The thyroid is just such an interesting subject, new things are being learned all the time!

Could this be why some people still manage to lead a fairly normal life with a massively elevated TSH?

But then why can't others like myself manage similarly? I wonder if there is yet more components to it.

In the end does it matter greatly if, even with a TSH in the normal (or above normal) range you are terribly sick?

I wonder if this is part of the justification for why some doctors (Bianco etc) are saying T3 should only be administered till the point the TSH reaches just above the bottom of the range. I find that dangerous as you are taking one metric and making a lot of assumptions about how it works in the individual. As Helvella says TSH expression is affected by TRH released from the hypothalamus and so is it possible that you might have a chicken and egg scenario. The hypothalamus needs T3 and so TRH levels might be affected in itself by you not having enough T3 levels in your blood.

But it is interesting!

TSH110 profile image
TSH110 in reply to Alanna012

I don’t think there can be many people with a massively elevated TSH living a normal life. I can assure you I was completely demented with 110. I wonder if it has been studied? Probably not.

tattybogle had an interesting graph of TSH distribution in a normal population and no one on it is over 4, the distribution curve for TSH is not bell shaped but asymmetrical tending to the lower values with most people having a TSH around or below 1.5 (that’s with a fully functioning thyroid).

I can only think that the thyroid is doing overtime on T4 to T3 conversion as it dies, and this might allow some to escape serious symptoms for a while, but once it croaks all hell breaks loose. I had a multitude of symptoms for years before mine finally gave up the ghost. But I have no idea what my TSH was, as no one thought to test it. I had a life but it was a pretty grim one - hideously depressed and lurching from one health problem to another. But no one listened when I asked could it be thyroid related. It got very out of control, I thought I was a hypochondriac I had been gaslighted so much and my mind was enfeebled by it, so just suffered all that hell in silence, but I wasn’t imagining any of it!

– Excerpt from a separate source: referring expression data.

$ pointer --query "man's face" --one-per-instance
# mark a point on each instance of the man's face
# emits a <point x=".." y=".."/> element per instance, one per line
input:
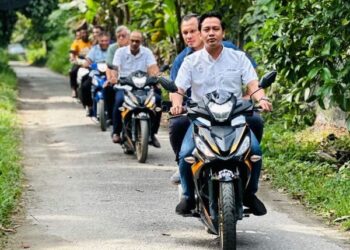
<point x="103" y="41"/>
<point x="135" y="42"/>
<point x="84" y="34"/>
<point x="212" y="32"/>
<point x="122" y="38"/>
<point x="191" y="34"/>
<point x="96" y="32"/>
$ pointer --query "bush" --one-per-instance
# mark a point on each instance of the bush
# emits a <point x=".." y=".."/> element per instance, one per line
<point x="58" y="58"/>
<point x="36" y="56"/>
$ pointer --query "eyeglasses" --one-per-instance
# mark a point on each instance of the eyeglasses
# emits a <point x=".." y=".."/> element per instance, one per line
<point x="135" y="41"/>
<point x="121" y="35"/>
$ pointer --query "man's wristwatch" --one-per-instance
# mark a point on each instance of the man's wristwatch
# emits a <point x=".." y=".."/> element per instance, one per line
<point x="265" y="99"/>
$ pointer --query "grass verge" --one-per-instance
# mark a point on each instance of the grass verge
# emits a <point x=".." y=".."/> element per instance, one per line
<point x="10" y="169"/>
<point x="313" y="167"/>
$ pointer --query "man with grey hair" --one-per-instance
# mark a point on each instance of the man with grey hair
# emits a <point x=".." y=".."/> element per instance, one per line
<point x="122" y="35"/>
<point x="127" y="60"/>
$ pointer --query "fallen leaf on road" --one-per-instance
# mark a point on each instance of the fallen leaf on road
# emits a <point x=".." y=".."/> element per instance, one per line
<point x="7" y="230"/>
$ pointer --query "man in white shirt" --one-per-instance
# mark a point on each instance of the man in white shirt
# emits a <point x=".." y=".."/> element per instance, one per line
<point x="216" y="68"/>
<point x="127" y="60"/>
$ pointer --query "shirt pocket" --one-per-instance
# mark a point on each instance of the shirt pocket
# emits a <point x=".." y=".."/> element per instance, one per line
<point x="230" y="77"/>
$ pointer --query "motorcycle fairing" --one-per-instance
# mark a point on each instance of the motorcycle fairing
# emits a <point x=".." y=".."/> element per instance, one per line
<point x="224" y="137"/>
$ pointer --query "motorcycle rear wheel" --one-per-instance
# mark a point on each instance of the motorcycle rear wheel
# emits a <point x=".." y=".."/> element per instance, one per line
<point x="102" y="114"/>
<point x="227" y="218"/>
<point x="141" y="144"/>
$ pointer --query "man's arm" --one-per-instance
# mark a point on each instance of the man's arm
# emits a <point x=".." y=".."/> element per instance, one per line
<point x="259" y="96"/>
<point x="153" y="70"/>
<point x="177" y="101"/>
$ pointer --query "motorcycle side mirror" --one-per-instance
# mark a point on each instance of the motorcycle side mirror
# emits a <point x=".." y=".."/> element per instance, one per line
<point x="122" y="80"/>
<point x="168" y="84"/>
<point x="267" y="79"/>
<point x="164" y="68"/>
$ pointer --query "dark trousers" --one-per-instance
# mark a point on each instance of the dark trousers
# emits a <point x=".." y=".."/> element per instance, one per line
<point x="86" y="98"/>
<point x="108" y="95"/>
<point x="117" y="118"/>
<point x="178" y="127"/>
<point x="73" y="76"/>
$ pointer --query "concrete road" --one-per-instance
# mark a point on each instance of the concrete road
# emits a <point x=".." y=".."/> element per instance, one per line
<point x="82" y="192"/>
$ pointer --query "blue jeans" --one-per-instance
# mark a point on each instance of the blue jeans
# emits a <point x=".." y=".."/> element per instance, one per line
<point x="188" y="146"/>
<point x="117" y="117"/>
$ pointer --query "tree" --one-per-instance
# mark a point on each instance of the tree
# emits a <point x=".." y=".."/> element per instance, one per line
<point x="307" y="41"/>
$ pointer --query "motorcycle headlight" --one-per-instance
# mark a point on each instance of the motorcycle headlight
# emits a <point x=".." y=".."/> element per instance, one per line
<point x="102" y="67"/>
<point x="139" y="81"/>
<point x="220" y="112"/>
<point x="203" y="147"/>
<point x="239" y="120"/>
<point x="131" y="100"/>
<point x="245" y="145"/>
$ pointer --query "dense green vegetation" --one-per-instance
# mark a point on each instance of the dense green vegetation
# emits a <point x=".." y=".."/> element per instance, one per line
<point x="58" y="59"/>
<point x="307" y="42"/>
<point x="312" y="166"/>
<point x="10" y="171"/>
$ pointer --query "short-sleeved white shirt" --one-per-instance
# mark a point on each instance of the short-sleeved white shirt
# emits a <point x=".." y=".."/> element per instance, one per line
<point x="204" y="74"/>
<point x="128" y="63"/>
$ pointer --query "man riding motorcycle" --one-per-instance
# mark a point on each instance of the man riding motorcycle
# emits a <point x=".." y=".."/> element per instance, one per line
<point x="179" y="125"/>
<point x="216" y="68"/>
<point x="97" y="54"/>
<point x="78" y="50"/>
<point x="126" y="60"/>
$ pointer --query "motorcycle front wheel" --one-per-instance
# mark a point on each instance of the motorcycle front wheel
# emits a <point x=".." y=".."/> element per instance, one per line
<point x="227" y="218"/>
<point x="141" y="144"/>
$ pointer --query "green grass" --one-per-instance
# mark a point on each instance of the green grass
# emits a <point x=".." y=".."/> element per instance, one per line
<point x="292" y="162"/>
<point x="10" y="168"/>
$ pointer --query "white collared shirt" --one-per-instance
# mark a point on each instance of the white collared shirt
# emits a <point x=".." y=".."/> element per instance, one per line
<point x="128" y="63"/>
<point x="204" y="74"/>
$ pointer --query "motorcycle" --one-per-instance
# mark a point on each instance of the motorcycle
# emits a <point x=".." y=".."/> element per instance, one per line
<point x="138" y="113"/>
<point x="81" y="75"/>
<point x="98" y="74"/>
<point x="221" y="162"/>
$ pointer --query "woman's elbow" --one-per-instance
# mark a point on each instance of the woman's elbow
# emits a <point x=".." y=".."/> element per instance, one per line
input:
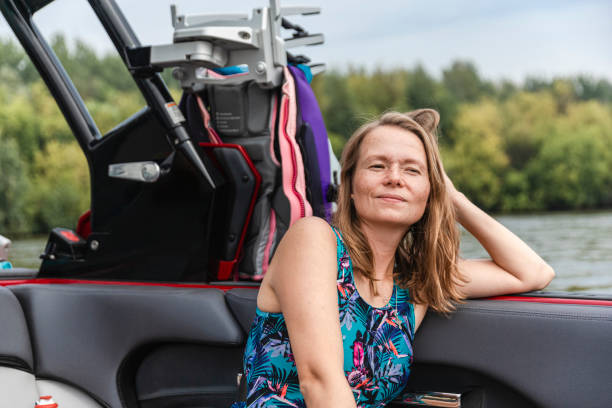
<point x="544" y="275"/>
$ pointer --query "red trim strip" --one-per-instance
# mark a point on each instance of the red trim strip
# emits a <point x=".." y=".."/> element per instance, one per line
<point x="591" y="302"/>
<point x="223" y="272"/>
<point x="54" y="281"/>
<point x="225" y="288"/>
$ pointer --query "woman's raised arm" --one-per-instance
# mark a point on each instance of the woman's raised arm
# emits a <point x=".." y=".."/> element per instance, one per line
<point x="514" y="267"/>
<point x="301" y="283"/>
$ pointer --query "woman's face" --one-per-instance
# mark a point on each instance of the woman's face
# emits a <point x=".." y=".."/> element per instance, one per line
<point x="391" y="181"/>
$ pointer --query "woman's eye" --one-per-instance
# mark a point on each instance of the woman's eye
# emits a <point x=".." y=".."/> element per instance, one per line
<point x="412" y="170"/>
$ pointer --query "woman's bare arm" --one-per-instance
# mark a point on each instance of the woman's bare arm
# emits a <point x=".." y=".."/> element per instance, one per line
<point x="514" y="267"/>
<point x="301" y="282"/>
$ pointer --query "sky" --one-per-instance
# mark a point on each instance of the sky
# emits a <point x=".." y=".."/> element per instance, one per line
<point x="508" y="39"/>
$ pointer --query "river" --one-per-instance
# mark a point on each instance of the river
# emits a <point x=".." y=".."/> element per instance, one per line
<point x="577" y="245"/>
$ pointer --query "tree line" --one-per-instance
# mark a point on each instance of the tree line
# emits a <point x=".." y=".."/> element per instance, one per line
<point x="545" y="144"/>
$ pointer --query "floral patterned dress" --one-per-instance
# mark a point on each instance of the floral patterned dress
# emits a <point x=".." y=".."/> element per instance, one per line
<point x="377" y="348"/>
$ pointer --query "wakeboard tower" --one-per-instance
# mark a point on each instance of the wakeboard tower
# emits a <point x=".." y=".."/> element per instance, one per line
<point x="205" y="189"/>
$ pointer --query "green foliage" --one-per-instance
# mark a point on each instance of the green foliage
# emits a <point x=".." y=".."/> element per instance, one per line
<point x="60" y="186"/>
<point x="476" y="163"/>
<point x="13" y="185"/>
<point x="543" y="144"/>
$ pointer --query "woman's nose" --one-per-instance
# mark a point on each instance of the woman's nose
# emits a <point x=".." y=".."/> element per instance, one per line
<point x="394" y="175"/>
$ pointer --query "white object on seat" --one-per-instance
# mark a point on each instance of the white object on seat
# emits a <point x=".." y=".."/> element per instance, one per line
<point x="66" y="396"/>
<point x="17" y="388"/>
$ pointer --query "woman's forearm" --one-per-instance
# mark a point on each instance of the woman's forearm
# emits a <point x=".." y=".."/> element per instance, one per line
<point x="506" y="249"/>
<point x="327" y="393"/>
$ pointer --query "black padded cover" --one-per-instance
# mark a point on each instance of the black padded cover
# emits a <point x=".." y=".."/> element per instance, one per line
<point x="82" y="334"/>
<point x="557" y="355"/>
<point x="242" y="303"/>
<point x="15" y="347"/>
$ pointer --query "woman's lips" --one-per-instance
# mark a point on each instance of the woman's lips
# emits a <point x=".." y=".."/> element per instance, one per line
<point x="392" y="198"/>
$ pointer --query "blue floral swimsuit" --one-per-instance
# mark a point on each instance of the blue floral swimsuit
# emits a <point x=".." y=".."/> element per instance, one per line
<point x="377" y="348"/>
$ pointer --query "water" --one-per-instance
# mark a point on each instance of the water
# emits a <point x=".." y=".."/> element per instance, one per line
<point x="577" y="245"/>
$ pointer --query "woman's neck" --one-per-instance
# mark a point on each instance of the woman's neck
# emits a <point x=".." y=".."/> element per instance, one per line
<point x="383" y="242"/>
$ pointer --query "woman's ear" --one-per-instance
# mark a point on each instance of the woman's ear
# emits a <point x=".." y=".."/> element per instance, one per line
<point x="427" y="118"/>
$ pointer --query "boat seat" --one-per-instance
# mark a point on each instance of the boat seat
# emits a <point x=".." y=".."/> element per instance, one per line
<point x="19" y="387"/>
<point x="18" y="273"/>
<point x="242" y="303"/>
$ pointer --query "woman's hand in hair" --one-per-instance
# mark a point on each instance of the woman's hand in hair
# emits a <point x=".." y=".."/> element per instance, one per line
<point x="514" y="267"/>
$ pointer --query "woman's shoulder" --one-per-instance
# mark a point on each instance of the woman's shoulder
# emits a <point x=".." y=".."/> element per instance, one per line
<point x="310" y="229"/>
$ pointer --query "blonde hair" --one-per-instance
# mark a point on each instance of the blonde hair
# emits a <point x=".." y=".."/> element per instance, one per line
<point x="427" y="256"/>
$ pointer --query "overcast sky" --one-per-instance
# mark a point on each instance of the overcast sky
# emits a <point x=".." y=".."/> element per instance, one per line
<point x="505" y="39"/>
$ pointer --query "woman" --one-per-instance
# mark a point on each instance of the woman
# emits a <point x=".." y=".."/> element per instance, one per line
<point x="338" y="307"/>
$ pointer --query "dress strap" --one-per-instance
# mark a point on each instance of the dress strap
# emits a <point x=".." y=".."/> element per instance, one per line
<point x="342" y="257"/>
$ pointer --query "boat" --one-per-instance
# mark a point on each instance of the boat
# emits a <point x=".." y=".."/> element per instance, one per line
<point x="146" y="305"/>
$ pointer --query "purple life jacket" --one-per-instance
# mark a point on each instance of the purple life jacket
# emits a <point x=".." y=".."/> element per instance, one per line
<point x="285" y="139"/>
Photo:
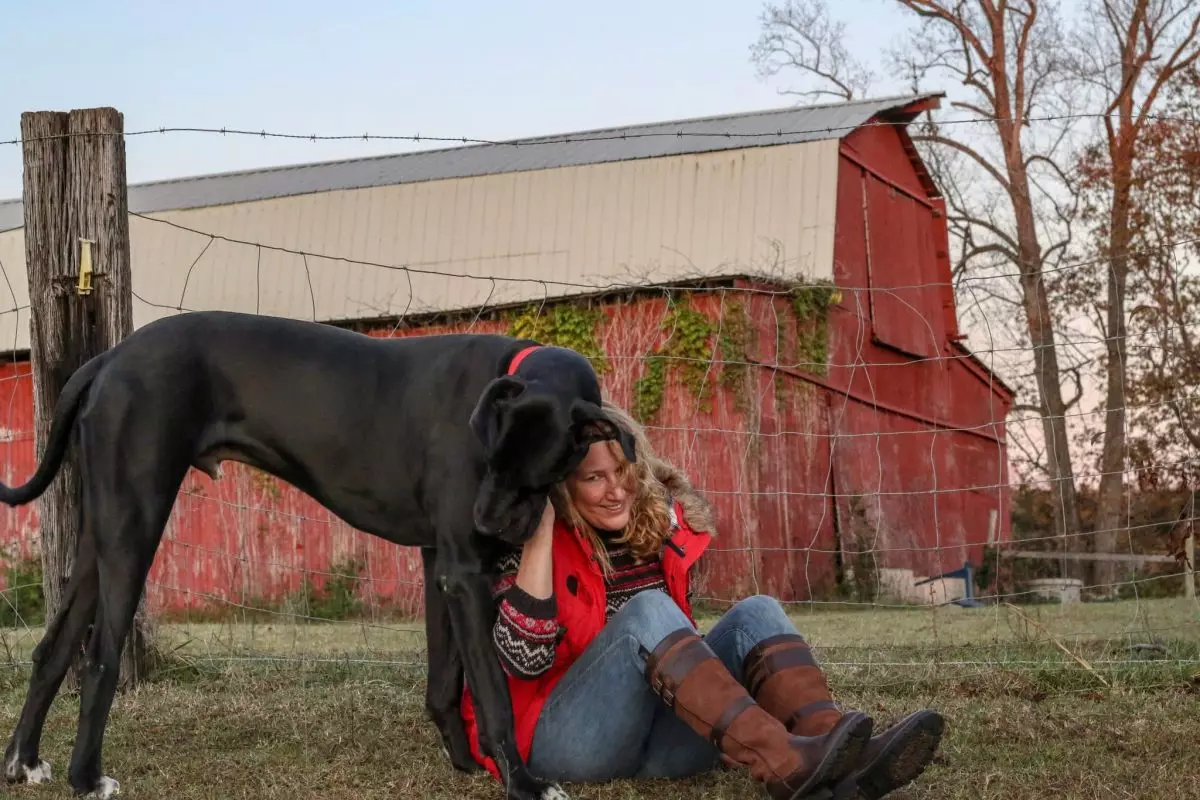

It surely has to better to treat as early as possible and dose until symptoms cease. Like they did in the old days with NDT. I think they should use NDT, not vilify it and make access to it by NHS prescription impossible. They should let us choose if we take it or Levothyroxine or synthetic combination. I bet a large cohort would go for the NDT or T4/T3 combination therapy. The evidence is tending heavily towards this being the best option not Levothyroxine….and that would disable TSH as the be all and end all of dosing protocol, if the likes of Bianco actually understood the supremacy of T3 in all this, but they seem determined to keep applying the wrong metric because they don’t really comprehend the latest research they just think they are cutting edge but they are nothing more than old school TSH worshippers dressed up as supposed novel thinkers.

helvella profile image
helvellaAdministratorThyroid UK in reply to Alanna012

But do they really have such high TSH as it appears?

How many are tested for macro-TSH?

How many have the TSH analysed further as to which isoform(s)?

And if the thyroid is producing as much as it can, working flat out, and that still isn't as much as you need, then there is no obvious reason for it ever to stop rising.

I suspect that, when healthy, our pituitaries can only produce enough to reach a modest level - say 10 or maybe 20. And it takes a long time for the pituitary to enlarge enough to reach the heights of 100 and more. But as it is doing that, the actual thyroid hormone levels might not be quite as low as we obviously assume.

Cornwaller profile image
Cornwaller

And so that is one reason why t4 monotherapy can be sub optimal - because the tsh is suppressed which lowers the t4 to t3 conversion so you may end up with a t3 level which is suboptimal for the patient and the medic declaring " but I've cured you" looking at the tsh result.

radd profile image
radd in reply to Cornwaller

Cornwaller,

Exactly! 👍

11WildHorse11 profile image
11WildHorse11 in reply to radd

Exactly was my first thought!

radd profile image
radd

Noelnoel,

As others have said yes, TSH aids conversion.

The paradox for our endos & GP's is having enough thyroid meds to achieve well being often results in a low/suppressed TSH for many, because the loss of the thyroid gland and initiation of of thyroid hormone dosing alters/skews the natural TSH-FT3-FT4 hormone relationship.

This disjoint is one aspect that deiogenes and the team have highlighted in several papers, and TSH receptors have been found in bones but Bianco says it has little importance in the body, apart from influencing the deiodinases (conversion enzymes).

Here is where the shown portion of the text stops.